At 3 meters long, between 0.7 and 1.5 meters in diameter, and weighing 4-5 tons, the earliest nuclear weapons were so large and heavy that they could only be carried by strategic bombers such as the United States Boeing B-29 Superfortress, Convair B-36 Peacemaker and the Soviet Tupolev Tu-4. However, use of these aircraft in the 1950s for nuclear strikes on forward positions of enemy troops in a theatre of military operations was impractical. By the mid-1950s, nuclear weapons development led to increases in their power and technical characteristics while reducing their diameters and masses, and therefore creating the possibility of using them in a variety of delivery vehicles. In particular, tactical strike aircraft became suitable carriers, but their application depended on factors including time of day, weather conditions, and the intensity of enemy air defenses.
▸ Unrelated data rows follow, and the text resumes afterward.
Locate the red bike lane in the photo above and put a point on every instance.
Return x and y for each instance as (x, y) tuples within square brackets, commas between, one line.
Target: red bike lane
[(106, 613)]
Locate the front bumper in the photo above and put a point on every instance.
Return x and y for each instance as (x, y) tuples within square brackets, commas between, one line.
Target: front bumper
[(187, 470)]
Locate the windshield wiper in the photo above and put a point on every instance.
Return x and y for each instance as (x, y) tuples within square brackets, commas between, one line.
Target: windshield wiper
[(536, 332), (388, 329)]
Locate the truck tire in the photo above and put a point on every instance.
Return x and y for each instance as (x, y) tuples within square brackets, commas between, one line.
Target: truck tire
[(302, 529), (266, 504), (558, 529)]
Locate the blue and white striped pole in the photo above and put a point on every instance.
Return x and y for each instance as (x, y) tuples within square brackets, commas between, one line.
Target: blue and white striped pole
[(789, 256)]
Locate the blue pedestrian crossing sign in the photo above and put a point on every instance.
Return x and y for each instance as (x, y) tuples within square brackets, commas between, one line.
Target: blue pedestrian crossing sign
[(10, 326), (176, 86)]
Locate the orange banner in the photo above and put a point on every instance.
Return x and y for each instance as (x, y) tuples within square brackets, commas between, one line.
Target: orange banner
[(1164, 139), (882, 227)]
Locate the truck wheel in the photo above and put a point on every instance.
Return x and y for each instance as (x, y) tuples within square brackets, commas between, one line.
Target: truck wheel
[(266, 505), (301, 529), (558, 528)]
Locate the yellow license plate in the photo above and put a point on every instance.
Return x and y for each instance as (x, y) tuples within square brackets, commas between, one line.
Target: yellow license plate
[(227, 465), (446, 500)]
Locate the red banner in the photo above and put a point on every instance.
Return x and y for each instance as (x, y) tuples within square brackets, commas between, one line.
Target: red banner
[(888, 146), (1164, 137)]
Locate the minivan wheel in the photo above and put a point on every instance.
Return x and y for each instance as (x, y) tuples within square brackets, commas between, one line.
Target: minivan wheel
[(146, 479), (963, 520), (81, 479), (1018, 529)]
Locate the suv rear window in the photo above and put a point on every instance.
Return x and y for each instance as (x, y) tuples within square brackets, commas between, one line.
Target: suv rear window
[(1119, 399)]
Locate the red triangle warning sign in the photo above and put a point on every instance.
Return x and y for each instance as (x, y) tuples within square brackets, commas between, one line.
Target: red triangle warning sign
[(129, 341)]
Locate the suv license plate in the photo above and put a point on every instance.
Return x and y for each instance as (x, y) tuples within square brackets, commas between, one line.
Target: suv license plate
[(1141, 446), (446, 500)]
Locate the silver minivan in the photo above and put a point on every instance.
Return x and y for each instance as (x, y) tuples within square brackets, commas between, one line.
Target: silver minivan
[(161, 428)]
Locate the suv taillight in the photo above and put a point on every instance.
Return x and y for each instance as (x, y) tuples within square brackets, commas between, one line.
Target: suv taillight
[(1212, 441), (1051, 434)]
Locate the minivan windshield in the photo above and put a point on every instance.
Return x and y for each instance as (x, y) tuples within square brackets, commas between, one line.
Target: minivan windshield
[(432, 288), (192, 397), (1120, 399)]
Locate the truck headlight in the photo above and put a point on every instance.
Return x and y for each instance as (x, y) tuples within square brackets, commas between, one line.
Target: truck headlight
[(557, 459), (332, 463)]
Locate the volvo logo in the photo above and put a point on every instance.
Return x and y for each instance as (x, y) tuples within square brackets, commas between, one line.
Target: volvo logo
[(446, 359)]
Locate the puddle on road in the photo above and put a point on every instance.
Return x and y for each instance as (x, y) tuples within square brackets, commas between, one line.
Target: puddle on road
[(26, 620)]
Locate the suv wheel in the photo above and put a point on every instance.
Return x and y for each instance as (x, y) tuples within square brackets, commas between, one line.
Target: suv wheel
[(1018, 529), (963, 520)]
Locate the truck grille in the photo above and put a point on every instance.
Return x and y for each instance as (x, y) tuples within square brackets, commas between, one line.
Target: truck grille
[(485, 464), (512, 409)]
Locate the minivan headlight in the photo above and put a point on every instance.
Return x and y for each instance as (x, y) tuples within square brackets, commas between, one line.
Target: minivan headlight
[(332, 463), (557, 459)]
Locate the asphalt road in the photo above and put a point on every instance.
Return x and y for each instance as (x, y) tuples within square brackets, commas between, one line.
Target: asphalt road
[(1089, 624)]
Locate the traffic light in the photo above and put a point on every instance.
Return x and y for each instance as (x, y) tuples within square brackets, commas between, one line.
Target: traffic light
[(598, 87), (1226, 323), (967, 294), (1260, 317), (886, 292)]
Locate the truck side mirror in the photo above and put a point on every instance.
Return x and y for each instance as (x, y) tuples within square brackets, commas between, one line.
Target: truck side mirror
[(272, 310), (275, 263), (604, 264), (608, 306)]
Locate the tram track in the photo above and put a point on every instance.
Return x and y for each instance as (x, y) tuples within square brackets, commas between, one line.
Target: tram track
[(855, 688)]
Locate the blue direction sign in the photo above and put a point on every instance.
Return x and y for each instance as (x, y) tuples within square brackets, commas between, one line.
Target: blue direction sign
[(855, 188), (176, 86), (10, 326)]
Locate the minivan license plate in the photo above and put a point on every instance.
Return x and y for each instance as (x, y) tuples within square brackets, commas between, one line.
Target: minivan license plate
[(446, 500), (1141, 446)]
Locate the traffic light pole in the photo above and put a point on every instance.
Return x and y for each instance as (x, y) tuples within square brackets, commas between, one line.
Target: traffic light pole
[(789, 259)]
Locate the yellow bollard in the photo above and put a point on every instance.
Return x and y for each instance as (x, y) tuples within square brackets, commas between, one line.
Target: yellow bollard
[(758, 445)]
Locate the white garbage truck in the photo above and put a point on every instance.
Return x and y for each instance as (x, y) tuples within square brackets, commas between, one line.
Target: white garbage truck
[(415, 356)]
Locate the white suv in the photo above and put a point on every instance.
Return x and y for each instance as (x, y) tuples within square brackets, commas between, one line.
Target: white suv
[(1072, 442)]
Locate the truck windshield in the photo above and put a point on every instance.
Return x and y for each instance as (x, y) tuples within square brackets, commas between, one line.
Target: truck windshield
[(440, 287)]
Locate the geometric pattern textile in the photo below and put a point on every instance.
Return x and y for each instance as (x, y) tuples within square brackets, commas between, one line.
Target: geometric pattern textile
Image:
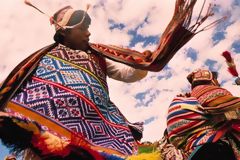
[(189, 126), (76, 99)]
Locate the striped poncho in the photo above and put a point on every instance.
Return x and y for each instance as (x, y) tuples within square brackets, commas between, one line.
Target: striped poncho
[(64, 107), (189, 126)]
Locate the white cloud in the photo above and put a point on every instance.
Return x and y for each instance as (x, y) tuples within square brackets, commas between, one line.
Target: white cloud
[(24, 30)]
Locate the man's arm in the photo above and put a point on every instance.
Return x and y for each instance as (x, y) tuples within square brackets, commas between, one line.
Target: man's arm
[(123, 72)]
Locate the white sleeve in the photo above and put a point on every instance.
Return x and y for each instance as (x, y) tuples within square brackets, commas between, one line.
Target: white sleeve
[(122, 72)]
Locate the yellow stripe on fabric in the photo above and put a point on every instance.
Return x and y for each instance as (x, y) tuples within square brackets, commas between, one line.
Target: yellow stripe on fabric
[(74, 65), (39, 119), (221, 100), (57, 128)]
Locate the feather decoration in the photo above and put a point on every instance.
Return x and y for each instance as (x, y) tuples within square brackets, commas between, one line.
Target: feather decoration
[(52, 21), (230, 62)]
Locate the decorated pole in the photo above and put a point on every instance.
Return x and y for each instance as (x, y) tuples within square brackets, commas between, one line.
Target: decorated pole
[(231, 66)]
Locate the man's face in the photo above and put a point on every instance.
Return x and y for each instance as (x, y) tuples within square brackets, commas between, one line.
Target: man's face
[(78, 37)]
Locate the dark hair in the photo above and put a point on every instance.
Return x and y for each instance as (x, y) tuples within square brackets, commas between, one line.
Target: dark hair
[(75, 18)]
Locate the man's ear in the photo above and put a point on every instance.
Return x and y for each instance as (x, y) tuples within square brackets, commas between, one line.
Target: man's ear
[(62, 32)]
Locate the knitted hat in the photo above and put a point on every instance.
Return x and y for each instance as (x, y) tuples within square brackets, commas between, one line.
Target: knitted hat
[(67, 17)]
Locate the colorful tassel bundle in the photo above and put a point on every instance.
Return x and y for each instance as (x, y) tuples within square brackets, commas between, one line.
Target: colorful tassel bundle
[(230, 62), (231, 66)]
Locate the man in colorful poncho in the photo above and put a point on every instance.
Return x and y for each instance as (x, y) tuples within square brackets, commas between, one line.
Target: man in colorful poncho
[(57, 99), (205, 124)]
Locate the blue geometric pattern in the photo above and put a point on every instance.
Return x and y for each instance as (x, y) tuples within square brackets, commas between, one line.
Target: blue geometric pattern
[(75, 114), (92, 62), (71, 90)]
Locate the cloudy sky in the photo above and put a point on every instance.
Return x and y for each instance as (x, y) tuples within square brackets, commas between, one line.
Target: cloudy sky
[(137, 24)]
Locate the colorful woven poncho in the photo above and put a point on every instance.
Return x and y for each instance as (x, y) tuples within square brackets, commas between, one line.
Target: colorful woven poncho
[(190, 126), (65, 104)]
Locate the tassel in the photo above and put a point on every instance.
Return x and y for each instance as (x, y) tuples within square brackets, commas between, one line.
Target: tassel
[(227, 56), (230, 62), (52, 21), (233, 71)]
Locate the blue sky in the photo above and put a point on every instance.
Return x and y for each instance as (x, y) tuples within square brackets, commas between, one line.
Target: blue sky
[(138, 26)]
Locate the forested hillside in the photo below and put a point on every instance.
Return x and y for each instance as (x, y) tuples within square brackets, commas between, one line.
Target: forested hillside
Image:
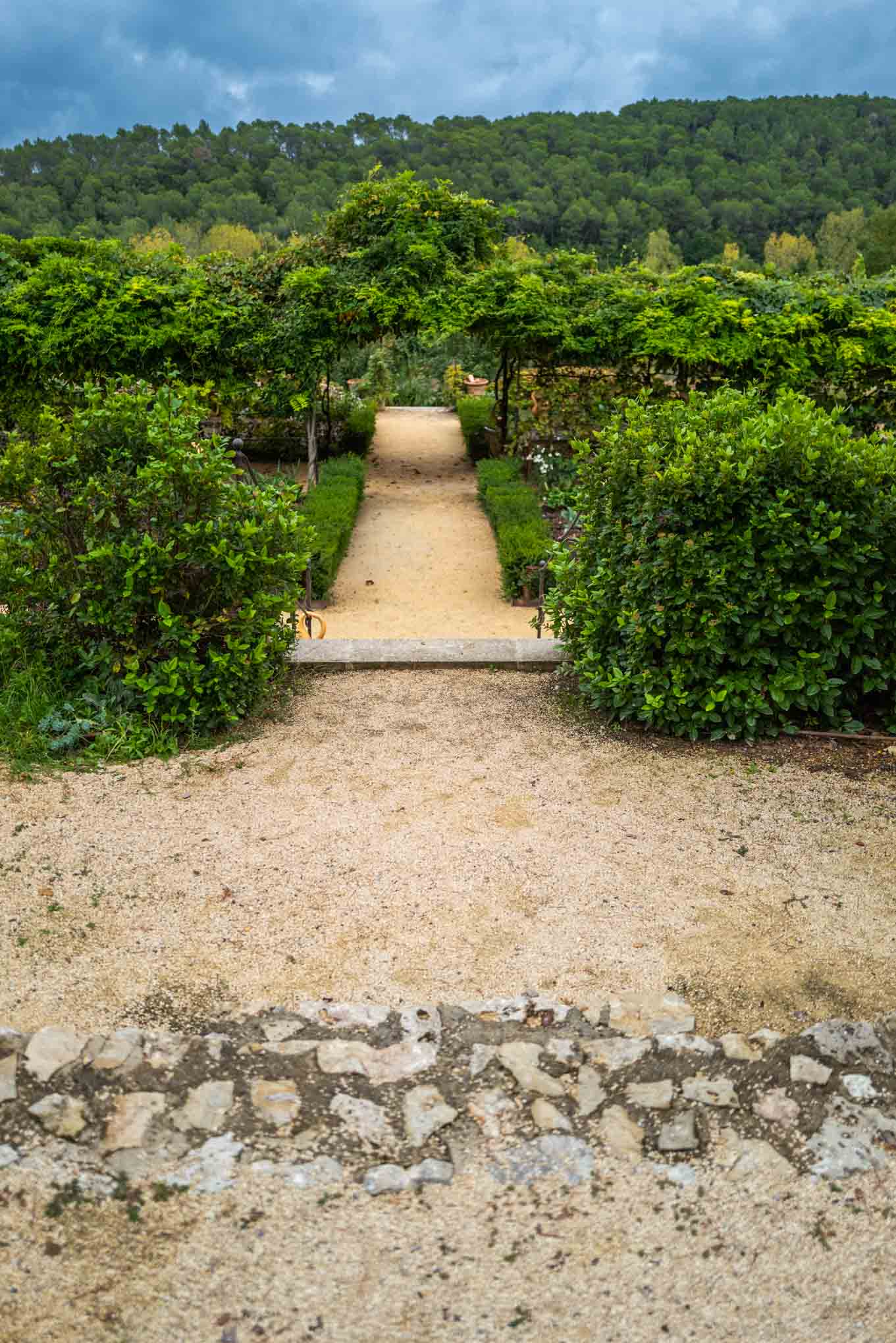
[(708, 172)]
Additionally, the response time of tactical strike aircraft was very large. Under these circumstances, it became desirable to provide army units with their own means of delivering nuclear warheads. In the 1950s, these means included traditional artillery pieces, recoil-less rifles, and unguided tactical missiles. Work was carried out on all three of these options in the United States, and, after some delay, in the Soviet Union too.

The available nuclear weapons technology did not allow the creation of sufficiently compact ammunition, so artillery solutions, including the American 280-mm T131 gun and Soviet 406-mm SM-54 (2A3) rifled gun and 420-mm SM-58 (2B1) smoothbore mortar, became too heavy and clumsy — the 2A3 weighed 55 tonnes, the T131 weighed 75.5 tonnes. These pieces could not be towed over bridges, could not navigate urban and rural streets, and required a lot of time to prepare for firing.

In both the US and the USSR, the alternative to these too-heavy artillery shells was unguided tactical rockets as carriers of nuclear weapons. The main advantages were:

- Inertial guidance systems of the 1950s and 60s at ranges of around 30 km could achieve accuracies of only around 500–1000 m (CEP), comparable with the accuracy of unguided rockets.
- The use of radio guidance was undesirable because it made the rocket vulnerable to interference. Additionally, it required the establishment of a guidance post on the ground or in the air.
- Active homing systems for marine and air targets had not yet been developed in the early 1950s, let alone systems designed for ground targets.